Configure Every Level the Same Way

Every level in your project should follow the same base configuration as established in the Simple Project Setup guide:

  • A Game Manager prefab placed in the level.
  • A StageData component configured for the level.
  • An inactive child Level entity holding the level’s content, activated by the Stage Manager startup sequence.

This is the standard GS_Play level structure. Deviating from it will cause the startup sequence, stage transitions, and manager initialization to behave unexpectedly.

Leave Debug Mode on in the Game Manager prefab during development. Debug Mode bypasses the normal startup sequence and drops you directly into the level in a pre-started state, which is far faster for iteration. Disable it only when you need to test the full startup flow.


Use the Class Creation Wizard and Templates

GS_Play extension types — custom conditions, effects, performances, pulse types, trigger sensors, and more — should always be generated using the O3DE Class Creation Wizard with the GS_Play templates, not written from scratch.

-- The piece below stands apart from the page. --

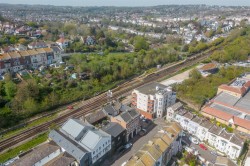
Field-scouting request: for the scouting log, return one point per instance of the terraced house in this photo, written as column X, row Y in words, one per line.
column 18, row 60
column 87, row 144
column 205, row 130
column 159, row 150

The wizard handles UUID generation, cmake file-list registration, and module descriptor injection automatically. Hand-written extension classes frequently miss one of these steps, causing hard-to-diagnose startup failures.

The full template list is in the Templates Index.


Seed LLM Agents with the Agentic Guidelines

If you are using an LLM coding agent to work with GS_Play code, provide it with the Agentic Guidelines document as a bootstrap seed at the start of the session.

The document is structured for agent parsing — it establishes the GS_Play domain model, hard invariants that override general O3DE knowledge, and context anchors for specific subsystems. An agent working without it will frequently make plausible-but-wrong assumptions about how GS_Play components and EBuses are structured.


Ask for Help

If you are blocked on anything — setup, a framework concept, a bug, or something the documentation does not cover clearly — reach out. We want to make sure you are never stuck long enough for it to derail your project.

The fastest route is the #support channel on Discord. You will get a real response, not a bot. No question is too small.


Prefab Wrappers Are Editor Only

Whenever GS_Play documentation refers to a Prefab, it is implied that the Prefab wrapper entity (the blue root entity in the O3DE editor) is set to Editor Only.

This applies universally — and is especially important for GS_Managers. The wrapper entity is for editor organization and prefab identity. It should never be a live runtime entity.

Set this in the Entity Inspector: Entity Status → Editor Only.